To identify convergent risk in excitatory cells in the prefrontal cortex we have performed scRNAseq of cells from five different mouse models of schizophrenia risk. Each mouse model carries a mutation (copy number variation; CNV) that in humans greatly increases the risk for schizophrenia. When comparing the changes in gene expression between the different mouse lines we observed no significant overlap. This is very much in contrast to our hypothesis and we conclude that for large-effect size schizophrenia risk variants the behavioural convergence observed in patients cannot be observed on a molecular level. This suggests that perhaps convergence rather happens on a network level.

Within SCHIZTYPE we have also performed a large-scale scRNAseq study of postmortem prefrontal cortex tissue from patients who suffered from schizophrenia. First, we observed near-to-no overlap with the findings from the five mouse models. On the other hand, we show that neurons and astrocytes (a type of support cell) have perturbations in the energy supply (mitochondrial function) and that the genetic programs that are involved also contain synaptic genes. Importantly, these genetic programs are also enriched for schizophrenia risk arguing that these changes are casual, rather than due to the disease. We have also performed transcriptomic analysis on tissue sections from human postmortem material which confirmed the findings from the scRNAseq study that we do not see any gross changes in the number of different cell types or their location in patients.

We are currently perturbing the expression of important genes that we have identified in mouse and human samples analyzed to test the role of those genes in the cell and how perturbation of one cell can affect the function of neighboring cells.
We have made important findings that will cause the field to re-evaluate the current state-of-the-art. The finding that we, in a well-powered study, across different mouse models for schizophrenia risk and patient material could not identify molecular convergence will have important implications.

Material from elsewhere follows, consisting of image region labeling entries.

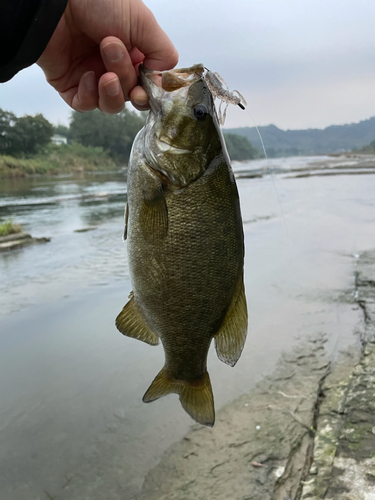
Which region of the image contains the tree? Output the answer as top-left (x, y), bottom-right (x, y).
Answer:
top-left (70, 108), bottom-right (144, 162)
top-left (224, 133), bottom-right (259, 161)
top-left (53, 123), bottom-right (71, 139)
top-left (0, 109), bottom-right (53, 156)
top-left (0, 108), bottom-right (17, 155)
top-left (13, 114), bottom-right (53, 154)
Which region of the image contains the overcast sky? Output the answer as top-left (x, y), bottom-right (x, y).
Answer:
top-left (0, 0), bottom-right (375, 129)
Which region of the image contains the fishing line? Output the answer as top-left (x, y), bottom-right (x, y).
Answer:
top-left (240, 106), bottom-right (294, 267)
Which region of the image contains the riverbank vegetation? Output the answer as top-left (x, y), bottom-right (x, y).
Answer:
top-left (0, 109), bottom-right (144, 178)
top-left (0, 108), bottom-right (258, 178)
top-left (224, 133), bottom-right (259, 161)
top-left (353, 140), bottom-right (375, 154)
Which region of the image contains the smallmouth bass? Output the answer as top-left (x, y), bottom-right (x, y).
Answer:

First, it highlights that these CNV models are not models of the disorder schizophrenia but of the risk. Also, it suggests that the convergence observed in behavior lies at another level of biology than at gene-regulatory programs. Our study has important caveats so further research is necessary to confirm our findings. Another observation from these studies is that we cannot detect any gross changes in cell numbers, cell type composition, or the relative position of cell types arguing that these important processes that occur during embryonic development are likely not affected in patients. This is in contrast to several observations in studies of stem cells derived from patients arguing an important limitation in the interpretation of such studies. Furthermore, our studies reveal an important, potentially causal role for mitochondrial function in schizophrenia. We also show, for the first time with two different completely data-driven independent approaches that the brain regions of the amygdala and the hippocampus are crucial for schizophrenia etiology. Ultimately, we have in SCHIZTYPE improved our understanding of schizophrenia biology and its origin significantly.